Software Document Terminology Recognition

Our goal in this paper is to achieve automatic extraction and classification of key phrases from software development documents, such as requirements, specifications, and so on. In software development projects, creating dictionaries is important for defining the terminologies used to enable accurate communication between customers and vendors, as well as among developers.
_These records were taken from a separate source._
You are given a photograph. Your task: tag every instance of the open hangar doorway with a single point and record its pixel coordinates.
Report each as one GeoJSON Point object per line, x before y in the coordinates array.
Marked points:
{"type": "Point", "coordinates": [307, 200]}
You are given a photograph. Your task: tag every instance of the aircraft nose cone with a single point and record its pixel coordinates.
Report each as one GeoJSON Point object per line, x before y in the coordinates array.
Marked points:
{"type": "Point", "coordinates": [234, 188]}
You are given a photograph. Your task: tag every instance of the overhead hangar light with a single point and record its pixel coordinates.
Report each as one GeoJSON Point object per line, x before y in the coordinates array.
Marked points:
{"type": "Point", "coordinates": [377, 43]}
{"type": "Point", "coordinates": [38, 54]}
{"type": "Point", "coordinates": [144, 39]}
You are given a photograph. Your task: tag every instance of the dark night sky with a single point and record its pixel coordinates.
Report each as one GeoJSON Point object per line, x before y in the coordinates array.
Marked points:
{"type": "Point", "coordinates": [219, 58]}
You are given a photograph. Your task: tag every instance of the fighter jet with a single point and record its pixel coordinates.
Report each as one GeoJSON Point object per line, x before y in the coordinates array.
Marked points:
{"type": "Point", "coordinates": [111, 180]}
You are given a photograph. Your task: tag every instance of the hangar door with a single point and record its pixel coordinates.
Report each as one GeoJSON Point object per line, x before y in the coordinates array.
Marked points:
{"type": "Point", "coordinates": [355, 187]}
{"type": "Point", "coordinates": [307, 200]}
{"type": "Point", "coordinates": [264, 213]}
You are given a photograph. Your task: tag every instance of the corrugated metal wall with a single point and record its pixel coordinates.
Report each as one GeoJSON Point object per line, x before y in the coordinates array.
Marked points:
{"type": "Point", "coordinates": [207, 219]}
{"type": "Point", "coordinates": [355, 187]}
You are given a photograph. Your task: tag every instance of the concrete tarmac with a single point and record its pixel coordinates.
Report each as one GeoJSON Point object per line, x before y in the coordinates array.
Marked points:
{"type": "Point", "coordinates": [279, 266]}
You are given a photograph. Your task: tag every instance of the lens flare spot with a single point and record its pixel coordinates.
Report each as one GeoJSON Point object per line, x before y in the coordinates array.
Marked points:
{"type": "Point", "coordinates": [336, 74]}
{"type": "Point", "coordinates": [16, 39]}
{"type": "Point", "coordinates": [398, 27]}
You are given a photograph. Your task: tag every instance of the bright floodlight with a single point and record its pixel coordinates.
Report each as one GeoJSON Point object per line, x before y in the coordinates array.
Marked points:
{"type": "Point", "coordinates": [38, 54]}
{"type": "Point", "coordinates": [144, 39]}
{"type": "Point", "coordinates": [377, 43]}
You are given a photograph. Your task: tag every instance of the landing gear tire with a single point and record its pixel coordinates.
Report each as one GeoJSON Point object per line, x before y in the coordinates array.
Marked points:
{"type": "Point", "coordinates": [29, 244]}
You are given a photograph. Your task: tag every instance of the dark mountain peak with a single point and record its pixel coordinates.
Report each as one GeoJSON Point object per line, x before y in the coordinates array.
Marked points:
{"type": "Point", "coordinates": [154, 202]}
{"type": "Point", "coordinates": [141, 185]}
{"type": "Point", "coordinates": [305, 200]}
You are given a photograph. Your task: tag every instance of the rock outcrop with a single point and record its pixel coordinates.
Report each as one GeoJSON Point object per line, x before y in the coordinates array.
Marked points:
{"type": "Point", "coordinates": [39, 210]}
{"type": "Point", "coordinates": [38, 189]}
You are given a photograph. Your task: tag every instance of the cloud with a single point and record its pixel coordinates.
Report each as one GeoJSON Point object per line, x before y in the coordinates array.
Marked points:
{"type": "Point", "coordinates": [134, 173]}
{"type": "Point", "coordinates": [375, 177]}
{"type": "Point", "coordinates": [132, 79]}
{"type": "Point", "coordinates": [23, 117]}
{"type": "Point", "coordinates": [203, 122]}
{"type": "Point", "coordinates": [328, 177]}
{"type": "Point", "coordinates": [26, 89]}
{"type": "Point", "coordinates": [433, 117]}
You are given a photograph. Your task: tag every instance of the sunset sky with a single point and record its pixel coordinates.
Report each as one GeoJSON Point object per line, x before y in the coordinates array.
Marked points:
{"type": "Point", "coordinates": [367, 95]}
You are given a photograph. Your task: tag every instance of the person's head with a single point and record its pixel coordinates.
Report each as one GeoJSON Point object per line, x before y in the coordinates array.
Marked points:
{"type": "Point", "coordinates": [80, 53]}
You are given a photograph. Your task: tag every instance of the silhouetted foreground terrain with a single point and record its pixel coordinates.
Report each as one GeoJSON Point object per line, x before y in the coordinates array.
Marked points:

However, each target domain, such as a medical, financial, transportational, or other field, has its own particular terminology; moreover, each customer employs its own terms and their respective meanings. Building a dictionary of a target domain requires experts’ knowledge in the given domain and considerable effort. To assist in dictionary building, we are developing a software document terminology recognizer (SDTR) with the use of named entity recognition (NER) methods. A significant amount of research exists on NER; however, most of it is focused on general named entities, such as person names, or biological domain named entities, such as names of compounds. However, the problem of building effective entity recognizers in a new domain where you have very little supervised data available is very understudied. There are a lot of small domains each of them has different terminology because software is used in various domains and organizations. Also it is impractical to build taggers by traditional supervised NER methods for SDTR because the tuning cost in individual software development projects is limited. Building method of an SDTR should cover cross-domain terminologies using small size of corpus; nevertheless, an SDTR must cope with very specific terminologies for individual projects. In this paper, we propose a multi-layered SDTR system consisting of an identifier that uses general features based on the probability of phrases and spelling conventions, and an identifier that employs a temporary dictionary automatically built into the general feature identifier. Currently, our prototype achieves a greater than 0.8 F1-value on a small software development project corpus.